= Johannes Legrant =

French or Burgundian composer

Johannes Legrant (fl. c. 1420 – 1440) was a French or Burgundian composer of the early Renaissance.

Little is known for certain about his life, and as is common for composers of the early 15th century, there are problems of identification in the existing records. In 1423 and 1424, he may have been a vicar at St. Vincent in Soignies, a collegiate church with an active music establishment. Antwerp Cathedral's records mention a 'Heer Jan le Grant' as a singer there from 1441 to 1443, and this may also have been him.

All of Legrant's surviving music is vocal. His style is related to that of the early Burgundian School, and resembles some of the early work of Guillaume Dufay and Gilles Binchois; influence may have gone either way. He wrote elegant melodic lines in the Burgundian manner, and used the secular forms which were typical of the Burgundians: the rondeau and the ballade.

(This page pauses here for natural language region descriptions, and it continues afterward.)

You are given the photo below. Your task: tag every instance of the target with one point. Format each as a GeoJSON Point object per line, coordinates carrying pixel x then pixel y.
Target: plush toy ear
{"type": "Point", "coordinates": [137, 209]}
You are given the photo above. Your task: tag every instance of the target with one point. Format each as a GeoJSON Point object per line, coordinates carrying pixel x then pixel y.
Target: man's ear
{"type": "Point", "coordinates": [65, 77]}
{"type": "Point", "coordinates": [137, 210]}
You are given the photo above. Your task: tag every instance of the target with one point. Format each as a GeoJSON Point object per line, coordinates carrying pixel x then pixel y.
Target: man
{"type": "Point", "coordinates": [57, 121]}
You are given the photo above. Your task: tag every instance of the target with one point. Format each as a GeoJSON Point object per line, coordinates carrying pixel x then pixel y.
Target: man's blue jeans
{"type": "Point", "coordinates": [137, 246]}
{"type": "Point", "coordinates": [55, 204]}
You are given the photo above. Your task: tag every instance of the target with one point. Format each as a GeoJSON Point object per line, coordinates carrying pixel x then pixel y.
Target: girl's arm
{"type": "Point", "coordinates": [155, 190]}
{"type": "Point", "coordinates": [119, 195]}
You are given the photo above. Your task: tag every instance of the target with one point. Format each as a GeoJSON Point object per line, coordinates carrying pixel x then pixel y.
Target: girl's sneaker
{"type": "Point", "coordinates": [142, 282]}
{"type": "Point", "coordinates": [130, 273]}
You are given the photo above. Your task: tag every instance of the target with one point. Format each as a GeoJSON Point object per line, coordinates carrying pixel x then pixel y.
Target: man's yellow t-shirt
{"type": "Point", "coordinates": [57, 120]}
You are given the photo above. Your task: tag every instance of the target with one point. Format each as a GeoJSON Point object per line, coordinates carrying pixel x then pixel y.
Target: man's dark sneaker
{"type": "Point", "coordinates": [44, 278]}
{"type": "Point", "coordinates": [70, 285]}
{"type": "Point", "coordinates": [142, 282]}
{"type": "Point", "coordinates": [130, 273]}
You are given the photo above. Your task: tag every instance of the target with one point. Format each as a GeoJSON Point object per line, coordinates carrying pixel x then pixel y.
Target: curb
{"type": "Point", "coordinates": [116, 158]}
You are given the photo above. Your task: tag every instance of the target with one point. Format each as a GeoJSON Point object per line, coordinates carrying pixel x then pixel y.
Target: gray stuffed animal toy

Imitation is also prominent in his work.

In addition to his secular music – four rondeaux and a ballade – four sacred pieces have survived, including two settings of the Gloria of the mass, for two and three voices, and a three voice Credo.

It is not known if he is related to Guillaume Legrant, a slightly better-known contemporary of Johannes. The one ballade attributed to Johannes has also been suggested to be the work of Guillaume based on stylistic characteristics.